When you can move up to the Winston-Salem cap, you've done well.

If you ever reach Nascar, may God have mercy on any man in your way.

Skoal, lets just say mighty conquerers will fall before you.

Relentless
05-15-2002, 02:45 PM
LOL!

Actually, I ripped the concept off from a short story "True Grits" by Jack C. Haldeman II found in a collection called "Warriors of Blood and Dream" (edited by the late, great, Roger Zelazny).

One of the better collections of short and interesting martial arts fiction out there, IMHO.

Tryska
05-15-2002, 08:08 PM
dear assface,

you are a royal pain in the arse w@nker.

sincerely,
tryska


*sets tazer to stun*

the doc
05-15-2002, 08:23 PM
lol! i was having trouble finding any lifts in here!

so much :spam:

nice bench EP

ElPietro
05-15-2002, 08:28 PM
haha thanks Doc. :)

we have a couple foos talkin about redneck martial arts and some disgruntled female attacking me in a completely unprovoked fashion...

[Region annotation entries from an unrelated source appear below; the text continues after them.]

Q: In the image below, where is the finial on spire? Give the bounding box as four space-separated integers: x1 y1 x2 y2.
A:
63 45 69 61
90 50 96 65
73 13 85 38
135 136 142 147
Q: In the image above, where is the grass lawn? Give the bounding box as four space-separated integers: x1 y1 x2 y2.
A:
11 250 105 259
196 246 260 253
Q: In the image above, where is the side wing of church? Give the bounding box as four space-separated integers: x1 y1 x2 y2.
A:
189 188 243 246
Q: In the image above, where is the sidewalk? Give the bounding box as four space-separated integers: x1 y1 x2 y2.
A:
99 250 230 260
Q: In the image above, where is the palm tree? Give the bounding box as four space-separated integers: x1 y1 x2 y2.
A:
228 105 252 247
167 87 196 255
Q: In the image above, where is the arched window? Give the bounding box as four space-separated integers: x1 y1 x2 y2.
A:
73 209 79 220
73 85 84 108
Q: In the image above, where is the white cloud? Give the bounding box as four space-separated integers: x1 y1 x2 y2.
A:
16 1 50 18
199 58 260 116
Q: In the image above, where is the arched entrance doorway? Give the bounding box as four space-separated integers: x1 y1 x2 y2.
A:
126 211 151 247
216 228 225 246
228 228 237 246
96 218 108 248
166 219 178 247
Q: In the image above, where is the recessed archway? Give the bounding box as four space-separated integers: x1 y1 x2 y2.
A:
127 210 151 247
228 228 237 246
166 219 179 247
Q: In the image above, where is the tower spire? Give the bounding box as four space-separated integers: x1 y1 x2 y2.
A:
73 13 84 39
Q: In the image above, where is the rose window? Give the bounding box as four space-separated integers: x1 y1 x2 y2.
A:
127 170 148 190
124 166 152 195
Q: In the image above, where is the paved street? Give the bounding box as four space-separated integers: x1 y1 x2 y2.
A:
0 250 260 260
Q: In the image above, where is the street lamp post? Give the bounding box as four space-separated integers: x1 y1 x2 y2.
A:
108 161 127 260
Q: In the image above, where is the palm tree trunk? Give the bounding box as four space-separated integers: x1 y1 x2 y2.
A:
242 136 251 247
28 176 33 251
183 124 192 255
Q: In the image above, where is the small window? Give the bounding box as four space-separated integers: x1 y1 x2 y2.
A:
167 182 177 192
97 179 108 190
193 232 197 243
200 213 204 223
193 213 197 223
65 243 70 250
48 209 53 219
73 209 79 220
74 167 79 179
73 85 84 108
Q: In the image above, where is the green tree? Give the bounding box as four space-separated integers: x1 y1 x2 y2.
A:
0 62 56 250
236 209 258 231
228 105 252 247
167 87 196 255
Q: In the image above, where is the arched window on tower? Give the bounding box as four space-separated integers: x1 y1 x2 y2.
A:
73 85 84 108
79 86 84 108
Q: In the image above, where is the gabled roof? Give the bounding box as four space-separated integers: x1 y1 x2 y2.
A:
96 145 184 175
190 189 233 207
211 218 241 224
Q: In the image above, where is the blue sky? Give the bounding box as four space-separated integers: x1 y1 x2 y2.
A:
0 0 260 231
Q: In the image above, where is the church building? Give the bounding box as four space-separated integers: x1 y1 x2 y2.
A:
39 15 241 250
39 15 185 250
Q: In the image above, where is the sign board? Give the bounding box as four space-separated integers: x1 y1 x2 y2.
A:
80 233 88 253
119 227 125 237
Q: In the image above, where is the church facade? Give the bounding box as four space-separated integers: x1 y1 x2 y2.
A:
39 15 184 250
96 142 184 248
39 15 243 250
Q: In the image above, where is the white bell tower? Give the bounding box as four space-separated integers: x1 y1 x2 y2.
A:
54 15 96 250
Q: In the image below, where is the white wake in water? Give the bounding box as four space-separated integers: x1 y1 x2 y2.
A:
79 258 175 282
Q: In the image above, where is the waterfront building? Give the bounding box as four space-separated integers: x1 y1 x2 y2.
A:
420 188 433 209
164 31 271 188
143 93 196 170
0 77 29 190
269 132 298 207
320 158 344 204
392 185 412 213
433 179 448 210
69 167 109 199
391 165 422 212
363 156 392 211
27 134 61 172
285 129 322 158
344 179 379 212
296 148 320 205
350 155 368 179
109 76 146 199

...this is my journal right? :confused:

ElPietro
05-16-2002, 08:22 PM
Today was Pull day.

Didn't eat for about 4 hours previous to my session and forgot to take a xenadrine as well. :(

HS High Row:

160x8/160x6/330x(.5*2)/310x(.5*2)/250x6/250x5

*Ok this was a bit weird...perhaps 330 was too much...didn't get full ROM on the two reps so just gave up on it. Maybe I didn't give myself much rest and then 310 was too much as well...pretty much the same thing happened...so just went to 250 after that. Dunno if food would have that much to do with it...also didn't rest much between my warmups and my working sets...warmups are done ultra fast rep times...

Single Arm DB Rows:

120x8/120x8

** I talked to the b@stard at the front that has authority and he said they won't be ordering dumbells higher than 120. :mad:

BB Shrugs:

225x8/405x5/405x4/315x6

***Some big guy was in the power rack next to me with 4 plates straps and a guy giving him a lift and then cheering him on as he grunted out his reps. The guy was big and all but I thought I'd do the same weight with nothing other than my soon to be callused hands. Did them pretty slow...just to add a bit of grip work to it. Went from my warmup right to biggest set...i think in the past the first set after 225 would just weaken my grip and then when i added weight it was tougher. I'll stay at 4 plates for now...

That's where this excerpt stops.